“Ouch.”
“That wasn’t hard.”
“I wrenched my shoulder when I was playing this morning.”
“You should give that up.”
“The ticket to my future? No way.” Ashley doesn’t understand my passion for tennis, or why I work so hard at it. But she still has a trust fund, so I don’t blame her.
“Maybe you’re about to meet your future right now.”
“On Cooper’s Beach? I doubt it.”
“Come on, quick. Before Becky gets to him.”
She points to where Becky Johnson, a girl Ashley refers to as—no joke—her nemesis, is talking to the new guy and flipping her butter-yellow hair over her shoulder. She’s wearing a small bikini top and cut-off jean shorts.
Ash hustles me over the hard white sand, past multiple families with bickering children and babies in sagging diapers.
“Excuse me,” Ash says with a voice that’s strikingly like her mother’s. “We’d like to rent an umbrella.”
New Guy stands a little taller at the tone and picks up a clipboard while Becky shoots daggers at us. “Name?”
“It’s for my friend here.” Ashley nudges me forward.
Our eyes connect, mine and New Guy’s, and it’s not like in the books. There’s no jolt of attraction or thunderbolt or anything, but there is a warm feeling in my chest because this boy is very cute. His eyes are a deep blue—like the ocean after a storm, I can’t help but think, even though I feel silly, and he has a small trickle of freckles across his straight nose. He’s tall enough that I feel small next to him, which doesn’t happen often when you’re five eight and the boys haven’t finished growing yet. His name tag says “Fred.”
“Name?”
“Olivia Taylor.”
He writes it down with a black gel pen. “You want a lounger too?” He says the word in a way I haven’t heard before, the un sound elongated.
“Where are you from?”
“Boston. Here for the summer. You?”
“From here.”
“You’re the first person I’ve met from here.” He smiles at me, and maybe there is a jolt of something. Whether it’s Ashley’s elbow in my back or the annoyed stare I’m getting from Becky, I’m not sure. It could be Fred, though, which is … I don’t know what this is.
“We do exist.”
“Ha. Yes. I know. My aunt and uncle live here.”
“Where?”
He mentions a house and a street name, and I know exactly which one he’s talking about.
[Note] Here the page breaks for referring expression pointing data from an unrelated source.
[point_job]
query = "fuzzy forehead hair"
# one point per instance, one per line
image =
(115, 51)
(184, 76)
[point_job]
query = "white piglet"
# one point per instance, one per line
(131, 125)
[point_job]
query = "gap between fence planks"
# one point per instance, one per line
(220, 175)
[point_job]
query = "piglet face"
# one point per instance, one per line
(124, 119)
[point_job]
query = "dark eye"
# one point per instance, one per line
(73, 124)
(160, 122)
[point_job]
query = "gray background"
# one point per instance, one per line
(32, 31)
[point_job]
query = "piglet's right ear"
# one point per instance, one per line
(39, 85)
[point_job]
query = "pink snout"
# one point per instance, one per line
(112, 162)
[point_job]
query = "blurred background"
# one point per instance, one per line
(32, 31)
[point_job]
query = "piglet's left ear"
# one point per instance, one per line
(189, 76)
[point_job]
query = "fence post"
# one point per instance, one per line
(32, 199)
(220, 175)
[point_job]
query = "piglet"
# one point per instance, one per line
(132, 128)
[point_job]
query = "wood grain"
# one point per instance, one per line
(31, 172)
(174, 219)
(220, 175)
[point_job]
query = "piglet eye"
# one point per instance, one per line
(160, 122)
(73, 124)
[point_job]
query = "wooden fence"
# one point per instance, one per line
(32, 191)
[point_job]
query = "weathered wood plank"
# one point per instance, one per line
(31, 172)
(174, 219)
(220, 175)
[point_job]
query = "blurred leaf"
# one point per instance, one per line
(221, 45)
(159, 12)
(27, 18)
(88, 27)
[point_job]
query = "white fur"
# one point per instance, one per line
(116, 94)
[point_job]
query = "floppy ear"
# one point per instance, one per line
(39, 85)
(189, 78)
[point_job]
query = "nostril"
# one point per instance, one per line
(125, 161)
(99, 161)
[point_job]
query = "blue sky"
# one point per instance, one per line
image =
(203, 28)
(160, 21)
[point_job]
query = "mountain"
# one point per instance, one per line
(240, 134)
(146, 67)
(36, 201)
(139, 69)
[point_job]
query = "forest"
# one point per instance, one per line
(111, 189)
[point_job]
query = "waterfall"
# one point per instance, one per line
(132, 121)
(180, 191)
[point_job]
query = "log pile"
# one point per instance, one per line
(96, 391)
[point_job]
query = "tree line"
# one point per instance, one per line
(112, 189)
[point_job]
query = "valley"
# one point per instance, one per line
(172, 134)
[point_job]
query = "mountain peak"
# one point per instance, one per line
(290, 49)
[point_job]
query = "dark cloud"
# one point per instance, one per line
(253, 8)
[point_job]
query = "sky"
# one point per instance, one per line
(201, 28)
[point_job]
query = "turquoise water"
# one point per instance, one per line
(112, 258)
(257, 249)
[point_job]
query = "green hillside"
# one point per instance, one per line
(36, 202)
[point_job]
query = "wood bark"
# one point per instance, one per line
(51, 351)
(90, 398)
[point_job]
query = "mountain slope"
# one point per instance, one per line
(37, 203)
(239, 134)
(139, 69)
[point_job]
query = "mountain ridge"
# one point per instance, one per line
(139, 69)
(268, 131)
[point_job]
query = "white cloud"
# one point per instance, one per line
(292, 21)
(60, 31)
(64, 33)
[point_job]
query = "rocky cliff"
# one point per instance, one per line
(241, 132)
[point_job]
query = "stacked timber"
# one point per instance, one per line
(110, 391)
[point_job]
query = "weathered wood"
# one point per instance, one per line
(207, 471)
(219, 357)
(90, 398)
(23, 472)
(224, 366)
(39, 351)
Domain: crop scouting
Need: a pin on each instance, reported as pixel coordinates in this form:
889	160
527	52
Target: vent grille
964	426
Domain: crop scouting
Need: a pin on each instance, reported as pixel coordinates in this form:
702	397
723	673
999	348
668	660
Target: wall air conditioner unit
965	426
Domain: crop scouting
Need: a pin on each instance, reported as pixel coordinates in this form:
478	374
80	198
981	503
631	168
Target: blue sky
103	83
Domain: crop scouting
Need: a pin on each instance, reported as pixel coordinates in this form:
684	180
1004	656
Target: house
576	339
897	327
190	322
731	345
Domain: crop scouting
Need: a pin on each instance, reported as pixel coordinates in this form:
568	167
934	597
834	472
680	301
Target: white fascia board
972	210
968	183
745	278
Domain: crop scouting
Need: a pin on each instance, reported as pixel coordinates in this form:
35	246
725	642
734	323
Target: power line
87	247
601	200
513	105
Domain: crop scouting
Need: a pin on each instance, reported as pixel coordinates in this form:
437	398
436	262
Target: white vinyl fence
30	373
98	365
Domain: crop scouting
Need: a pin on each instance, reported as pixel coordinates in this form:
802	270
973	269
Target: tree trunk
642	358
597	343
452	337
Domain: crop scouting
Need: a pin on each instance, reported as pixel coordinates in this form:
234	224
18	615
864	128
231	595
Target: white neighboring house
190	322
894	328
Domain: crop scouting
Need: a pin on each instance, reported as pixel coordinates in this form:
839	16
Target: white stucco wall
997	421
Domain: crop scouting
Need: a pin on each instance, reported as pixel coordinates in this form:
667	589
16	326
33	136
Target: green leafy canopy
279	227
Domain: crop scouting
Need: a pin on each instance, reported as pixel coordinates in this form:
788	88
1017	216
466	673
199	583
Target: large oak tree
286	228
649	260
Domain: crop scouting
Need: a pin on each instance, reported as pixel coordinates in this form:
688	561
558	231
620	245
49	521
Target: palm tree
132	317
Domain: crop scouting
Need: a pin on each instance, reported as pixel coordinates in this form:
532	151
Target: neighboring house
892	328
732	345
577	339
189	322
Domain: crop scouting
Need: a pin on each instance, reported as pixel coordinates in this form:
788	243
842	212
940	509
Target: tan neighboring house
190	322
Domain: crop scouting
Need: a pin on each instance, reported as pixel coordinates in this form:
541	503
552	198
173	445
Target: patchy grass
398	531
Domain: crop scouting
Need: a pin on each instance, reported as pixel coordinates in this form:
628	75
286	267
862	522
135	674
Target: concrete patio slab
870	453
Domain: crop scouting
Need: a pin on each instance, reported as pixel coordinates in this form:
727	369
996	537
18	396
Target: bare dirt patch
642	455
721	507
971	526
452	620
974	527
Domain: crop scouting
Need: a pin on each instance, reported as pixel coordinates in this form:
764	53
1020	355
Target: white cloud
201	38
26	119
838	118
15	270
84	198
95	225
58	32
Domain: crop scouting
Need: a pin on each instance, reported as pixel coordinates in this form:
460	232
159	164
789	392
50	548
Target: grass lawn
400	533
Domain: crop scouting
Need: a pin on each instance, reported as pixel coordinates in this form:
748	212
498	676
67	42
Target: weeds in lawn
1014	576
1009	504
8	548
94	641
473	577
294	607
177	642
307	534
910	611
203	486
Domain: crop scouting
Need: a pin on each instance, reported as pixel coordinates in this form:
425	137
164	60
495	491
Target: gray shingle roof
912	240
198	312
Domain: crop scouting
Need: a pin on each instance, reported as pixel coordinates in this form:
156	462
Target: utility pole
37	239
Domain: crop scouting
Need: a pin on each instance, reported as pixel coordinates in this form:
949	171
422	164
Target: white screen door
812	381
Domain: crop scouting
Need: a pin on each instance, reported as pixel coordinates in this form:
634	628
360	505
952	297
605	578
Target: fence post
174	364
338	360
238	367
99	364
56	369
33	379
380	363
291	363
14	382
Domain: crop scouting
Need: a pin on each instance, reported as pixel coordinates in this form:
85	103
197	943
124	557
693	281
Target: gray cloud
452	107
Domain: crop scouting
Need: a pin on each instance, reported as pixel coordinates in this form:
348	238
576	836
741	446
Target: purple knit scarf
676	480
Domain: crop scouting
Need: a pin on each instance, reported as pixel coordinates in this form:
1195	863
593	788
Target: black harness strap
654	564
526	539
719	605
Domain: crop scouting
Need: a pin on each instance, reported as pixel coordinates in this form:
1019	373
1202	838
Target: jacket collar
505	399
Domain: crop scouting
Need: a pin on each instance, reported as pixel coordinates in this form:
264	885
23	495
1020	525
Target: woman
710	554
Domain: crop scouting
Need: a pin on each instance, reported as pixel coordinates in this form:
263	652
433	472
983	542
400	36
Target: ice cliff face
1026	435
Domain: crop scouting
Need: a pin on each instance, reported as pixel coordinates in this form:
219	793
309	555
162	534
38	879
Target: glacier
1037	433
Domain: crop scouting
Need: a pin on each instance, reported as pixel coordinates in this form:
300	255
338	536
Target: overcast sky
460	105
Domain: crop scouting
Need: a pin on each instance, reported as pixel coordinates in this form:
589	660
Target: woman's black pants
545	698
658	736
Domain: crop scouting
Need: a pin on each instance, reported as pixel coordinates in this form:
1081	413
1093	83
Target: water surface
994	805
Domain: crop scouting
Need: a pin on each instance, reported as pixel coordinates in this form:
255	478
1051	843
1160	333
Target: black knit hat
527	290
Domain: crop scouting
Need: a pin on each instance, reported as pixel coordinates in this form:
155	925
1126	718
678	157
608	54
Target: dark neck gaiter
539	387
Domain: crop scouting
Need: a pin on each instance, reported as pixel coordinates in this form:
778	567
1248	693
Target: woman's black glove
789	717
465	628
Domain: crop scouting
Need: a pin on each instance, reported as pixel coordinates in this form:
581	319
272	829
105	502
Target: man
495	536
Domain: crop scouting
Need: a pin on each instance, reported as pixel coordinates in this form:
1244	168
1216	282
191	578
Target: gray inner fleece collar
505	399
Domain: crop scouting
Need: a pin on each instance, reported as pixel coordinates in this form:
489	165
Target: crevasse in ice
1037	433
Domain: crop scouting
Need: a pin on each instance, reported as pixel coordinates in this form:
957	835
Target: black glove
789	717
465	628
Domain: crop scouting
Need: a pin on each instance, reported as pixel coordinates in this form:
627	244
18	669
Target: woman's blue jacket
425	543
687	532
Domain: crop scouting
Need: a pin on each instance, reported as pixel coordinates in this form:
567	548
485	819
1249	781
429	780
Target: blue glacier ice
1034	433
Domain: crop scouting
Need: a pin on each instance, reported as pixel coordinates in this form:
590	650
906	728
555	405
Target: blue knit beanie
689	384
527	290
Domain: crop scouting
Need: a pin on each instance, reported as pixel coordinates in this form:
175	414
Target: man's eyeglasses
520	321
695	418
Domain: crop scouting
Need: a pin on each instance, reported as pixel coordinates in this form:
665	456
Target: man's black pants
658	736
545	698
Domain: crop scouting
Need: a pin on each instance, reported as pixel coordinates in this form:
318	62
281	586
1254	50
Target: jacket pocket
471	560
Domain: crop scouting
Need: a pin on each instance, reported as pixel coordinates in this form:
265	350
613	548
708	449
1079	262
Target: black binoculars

An older couple without any children bought it during the winter, and for a week it was the talk of the town. The talk of my father anyway, who’s always extremely interested in the pedigree of anyone new who moves to Southampton.
“So, did you want the lounger?” Fred says, showing his accent again.
“Do we, Ash?”
“It’s ten dollars more.”
I blush at the mention of money. I hadn’t even thought about the fact that we’d have to pay, which is stupid. At the club, everything is paid for by chits that get collated once a month and mailed out to our parents. Or that’s how it works for Ash. I teach clinics three times a week to the younger kids, to work off what I spend on Diet Coke and burgers.
I can’t say any of this to Fred, so I pat myself down like I’ve seen my father do too many times when he’s “forgotten” his wallet at his favorite restaurant. When William does this, the maître d’ makes cooing noises and says he’ll add it to his tab, but that’s not going to work here.